データを送るときは、コンピュータの中にあるデータが、たくさんあるドアの どれかを通ってネットワークの世界に出ていきます。
これらのドアがポートです。
コンピュータとネットワークの間にあるドアです。
ネットワークとコンピュータの間を行き来するデータが通ります。
ファイアーウォールは「ネットワークの門番」です。
パソコンさんをお城、インターネットの世界を城下町だとすると、お城の入り口に立っている怖い人たちがファイアーウォールです。
ファイアーウォールさんは、変なやつが入ってこようとしたら「何だお前は?ちょいと待てや」と止めてくれます。
外からの怪しいアクセス(ウイルスさんが勝手に入ってきたり)を防いでくれるのです。
逆に、お姫様が お城の外に勝手に出ていこうとしたら「姫、供の一人も連れずに、そのようなふるまいは。。」と止めてくれます。
中から外に向かう変な通信(例えば、アドレス帳が勝手に外部に送信されたり)を防いでくれるのです。
ファイアーウォールさんはパソコンさんを守ってくれています。
怪しい奴らが勝手に出入りしないように監視してくれている門番さんです。
以上を踏まえて
出て行ったデータの あれやこれやを記録しておき、入って来ようとするデータが あったときは、出て行ったデータの記録を見て「ふむ、こいつは通してやった方が良いみたいだな」と判断できるデータのみ入れてやるファイアーウォールの機能
が「ステートフルインスペクション機能」です。
「ステートフルパケットインスペクション」と表現されることも あります。
ステートフルインスペクション機能では、人間様が細かいルールを決めてあげる必要がありません。

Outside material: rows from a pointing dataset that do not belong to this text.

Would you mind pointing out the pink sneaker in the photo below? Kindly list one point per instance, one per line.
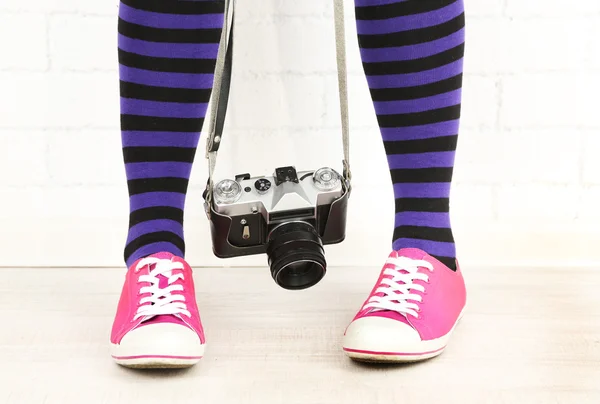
(410, 313)
(157, 323)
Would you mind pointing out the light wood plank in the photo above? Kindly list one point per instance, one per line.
(529, 336)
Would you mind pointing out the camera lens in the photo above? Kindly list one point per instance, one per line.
(296, 256)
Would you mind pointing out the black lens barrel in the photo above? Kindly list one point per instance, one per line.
(296, 256)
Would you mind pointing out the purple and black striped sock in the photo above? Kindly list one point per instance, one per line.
(167, 57)
(412, 53)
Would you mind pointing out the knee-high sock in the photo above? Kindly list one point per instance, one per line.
(167, 57)
(412, 53)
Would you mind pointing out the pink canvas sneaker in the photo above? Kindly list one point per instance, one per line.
(410, 313)
(157, 323)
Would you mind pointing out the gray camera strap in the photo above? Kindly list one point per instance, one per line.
(222, 85)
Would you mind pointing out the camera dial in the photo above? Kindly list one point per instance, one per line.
(227, 191)
(262, 185)
(326, 179)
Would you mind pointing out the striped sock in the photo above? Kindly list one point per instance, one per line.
(167, 56)
(412, 53)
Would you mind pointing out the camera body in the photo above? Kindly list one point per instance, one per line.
(289, 216)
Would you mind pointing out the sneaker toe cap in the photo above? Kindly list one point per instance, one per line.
(162, 339)
(380, 334)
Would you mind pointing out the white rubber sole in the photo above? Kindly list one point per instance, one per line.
(414, 351)
(162, 345)
(159, 361)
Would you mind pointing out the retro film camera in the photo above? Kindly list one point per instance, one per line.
(288, 215)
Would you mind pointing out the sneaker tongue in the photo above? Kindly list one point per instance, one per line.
(388, 314)
(163, 255)
(164, 318)
(412, 253)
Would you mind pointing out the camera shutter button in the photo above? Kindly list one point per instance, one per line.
(262, 185)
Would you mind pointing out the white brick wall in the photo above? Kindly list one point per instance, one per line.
(527, 166)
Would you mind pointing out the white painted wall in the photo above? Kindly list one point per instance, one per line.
(527, 187)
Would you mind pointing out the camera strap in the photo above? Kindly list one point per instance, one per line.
(222, 84)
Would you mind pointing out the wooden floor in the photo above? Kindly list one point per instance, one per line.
(529, 336)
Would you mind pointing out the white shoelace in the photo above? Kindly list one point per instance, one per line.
(161, 301)
(396, 291)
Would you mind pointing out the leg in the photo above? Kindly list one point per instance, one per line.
(412, 53)
(167, 56)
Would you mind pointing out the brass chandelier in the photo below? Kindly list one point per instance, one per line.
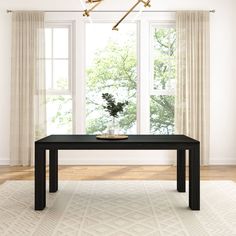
(95, 3)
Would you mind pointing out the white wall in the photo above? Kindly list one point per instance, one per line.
(223, 81)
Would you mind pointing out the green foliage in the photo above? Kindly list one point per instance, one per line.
(112, 107)
(114, 71)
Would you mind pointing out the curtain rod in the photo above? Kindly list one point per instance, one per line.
(104, 11)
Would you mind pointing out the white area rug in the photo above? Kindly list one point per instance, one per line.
(118, 208)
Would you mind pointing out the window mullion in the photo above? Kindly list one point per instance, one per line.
(143, 91)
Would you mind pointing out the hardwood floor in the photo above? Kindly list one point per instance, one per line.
(118, 173)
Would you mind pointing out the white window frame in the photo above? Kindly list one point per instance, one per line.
(106, 21)
(78, 82)
(69, 25)
(153, 91)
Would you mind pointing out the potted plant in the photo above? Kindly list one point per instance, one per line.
(114, 109)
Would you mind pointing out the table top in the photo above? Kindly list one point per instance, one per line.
(140, 138)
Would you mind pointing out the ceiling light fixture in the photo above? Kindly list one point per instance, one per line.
(115, 27)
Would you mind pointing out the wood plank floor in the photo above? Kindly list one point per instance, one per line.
(118, 173)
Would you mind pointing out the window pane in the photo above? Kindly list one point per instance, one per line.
(59, 114)
(162, 103)
(60, 42)
(162, 114)
(48, 43)
(60, 74)
(164, 50)
(111, 68)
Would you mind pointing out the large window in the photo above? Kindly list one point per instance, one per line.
(137, 64)
(111, 67)
(162, 80)
(58, 63)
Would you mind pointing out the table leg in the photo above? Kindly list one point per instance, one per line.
(194, 177)
(40, 177)
(181, 170)
(53, 170)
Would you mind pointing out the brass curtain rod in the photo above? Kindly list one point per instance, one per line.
(107, 11)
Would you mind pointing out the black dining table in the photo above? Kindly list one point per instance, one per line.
(180, 143)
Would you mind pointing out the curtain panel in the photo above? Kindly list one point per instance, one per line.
(193, 76)
(28, 94)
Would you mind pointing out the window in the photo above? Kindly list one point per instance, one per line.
(162, 80)
(136, 63)
(58, 64)
(111, 67)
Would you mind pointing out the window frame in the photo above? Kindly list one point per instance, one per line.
(152, 91)
(70, 24)
(62, 24)
(107, 21)
(78, 90)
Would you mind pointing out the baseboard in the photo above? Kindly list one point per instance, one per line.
(225, 161)
(123, 161)
(4, 162)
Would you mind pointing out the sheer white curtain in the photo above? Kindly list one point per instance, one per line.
(28, 110)
(192, 96)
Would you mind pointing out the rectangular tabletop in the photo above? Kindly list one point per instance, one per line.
(133, 142)
(53, 143)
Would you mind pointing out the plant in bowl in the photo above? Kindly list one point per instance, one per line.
(113, 108)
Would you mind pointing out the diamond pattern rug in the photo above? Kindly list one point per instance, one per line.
(118, 208)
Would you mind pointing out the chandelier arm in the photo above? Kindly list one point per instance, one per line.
(87, 11)
(146, 4)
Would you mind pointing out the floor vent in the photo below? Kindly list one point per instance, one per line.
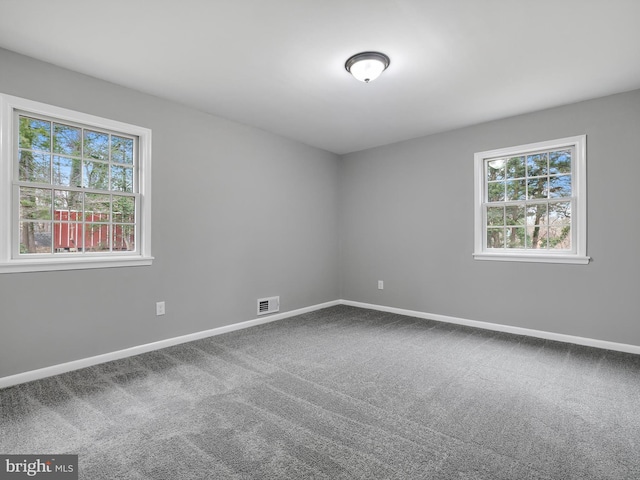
(268, 305)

入ってくるデータがOKかNGかを自動で判断してくれます。
例えば、そうですね。
ドアA、ドアB、ドアCの3つのドアが ありました。
普通は、このドアに対する通してOK・NGのルールを人間様の手で設定します。
今回はドアAとドアBはピヨ太君のみ通って良いことにしました。
ドアCは誰も通れないことにしました。
ファイアーウォールさんは、このルールに従って、通してOKか判断します。
ドアを「ポート」と読み替えてください。
これがファイアーウォールの基本的な仕組みです。
次にステートフルインスペクション機能について説明します。
ステートフルインスペクション機能では、出て行くデータを記録しておいて、それをもとにして、入れてOKか判断します。
例えば、そうですね。
ピヨ太君がドアAから出て行ったとしましょう。
このとき、ファイアーウォールさんは「ドアAからピヨ太が出て行った」と記録します。
おっと、ドアBからピヨ太君が入って来ようとしています。
このとき、ファイアーウォールさんは出て行った記録をチェックします。
ふむふむ、ドアAからピヨ太君が出て行った記録がありますね。
ファイアーウォールさんは「買い物にでも行って帰ってきたのかな?」と思いました。
特に怪しい点は ありません。
ファイアーウォールさんはピヨ太君を通してあげました。
おっと、ドアAからアクマ君が入って来ようとしています。
再び、ファイアーウォールさんは出て行った記録をチェックします。
ふむふむ、アクマ君に関する記録は何もありませんね。
ファイアーウォールさんは「素性が不明だな。怪しいやつめ……」と思いました。
怪しいやつは通さないのがファイアーウォールさんの仕事です。
ファイアーウォールさんはアクマ君を通してあげませんでした。
これがステートフルインスペクション機能です。
通信というのは基本的にキャッチボールです。
行って来いです。
「行く」を専門用語で「要求」や「リクエスト」と言います。
「行く」に対する「来る」を専門用語で「応答」や「レスポンス」と言います。
リクエストとレスポンスはセットです。
リクエストを見れば、ある程度は どんなレスポンスが来るか予想できます。
レスポンスが来たときに(記録してある)リクエストの内容を見て「あぁ、こんなリクエストを出しているのなら、こんなレスポンスが来ても変じゃないな」と判断できるものだけ通すのがステートフルインスペクション機能です。
実際の仕組みは、もっと複雑ですけどね。
細かいことは他のところで勉強してください。
一言でまとめるよ
まぁ「ステートフルインスペクション機能」って単語が出てきたら「出て行ったデータの記録をもとにして、入ってOKなデータを決める、ファイアーウォール
(ネットワークの門番)の機能なんだな~」と お考えください。
おまけ
■訳してみるよ
「stateful(ステートフル)」は「前の状態を把握している」的な意味です。
「inspection(インスペクション)」の意味は「検査」とか「点検」とか「視察」とか「監視」とかです。
「機能」は日本語ですね。
何となく くっつけると
前の状態を把握した状態で検査する機能
となります。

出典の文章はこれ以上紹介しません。